Campaign Legal Center & Democracy 21 File Brief in Appeal of Decision Overturning Century-Old Law Banning Corporate Contributions to Candidates & Parties


Today, the Campaign Legal Center, along with Democracy 21, filed an amici brief with the U.S. Court of Appeals for the Fourth Circuit in U.S. v Danielczyk, an appeal of a controversial district court decision overturning the century-old federal restriction on corporate contributions to candidates and political parties.

The corporate contribution restriction overturned in the case dates back to the Tillman Act of 1907, signed into law by President Teddy Roosevelt in the wake of the Gilded Age, an era awash in political corruption and campaign finance scandals.  Since that time the restriction on corporate political contributions has been upheld repeatedly by the U.S. Supreme Court, most recently in FEC v Beaumont in 2003.  The May 2011 lower court decision overturning the 104-year-old law, issued by Judge Cacheris of the U.S. District Court of the Eastern District of Virginia, failed to consider or even cite Beaumont.  Criticism of the action led to a rebriefing of the case, though Judge Cacheris eventually reaffirmed his earlier decision, refusing to abide by Beaumont and other controlling Supreme Court precedent.
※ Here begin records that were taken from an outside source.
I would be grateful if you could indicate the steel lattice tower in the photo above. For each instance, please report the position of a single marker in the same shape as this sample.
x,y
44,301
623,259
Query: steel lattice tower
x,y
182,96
“This judicial overreach, if left standing, will authorize large-scale circumvention of existing contribution limits and give rise to political corruption and the appearance of corruption,” said Campaign Legal Center Associate Counsel Tara Malloy.  “In the post-Citizens United world, corporate vehicles are already being misused to avoid disclosure and the district court’s Danielczyk decision invites the additional evasion of contribution limits.  We do not need another decision that will further undermine public faith in their elected officials and the judiciary.”

“The corporate contribution ban was upheld by the Supreme Court less than a decade ago in FEC v. Beaumont, and a federal district judge cannot overrule direct rulings by the Supreme Court,” said Democracy 21 President Fred Wertheimer.  “Furthermore, the district court judge was clearly wrong in saying that the ‘logic’ of the Supreme Court’s misguided Citizens United decision also requires the invalidation of the ban on corporate contributions.  The Supreme Court, which has long distinguished between contribution restrictions and spending restrictions, never addressed the corporate contribution ban in Citizens United and did not overturn the Beaumont decision which remains the law of the land.”

The case, U.S. v. Danielczyk, is a criminal matter concerning a number of alleged campaign finance violations, including that the defendants illegally directed corporate contributions to Hillary Clinton’s 2008 Presidential campaign.

The Campaign Legal Center took the lead in preparing the brief.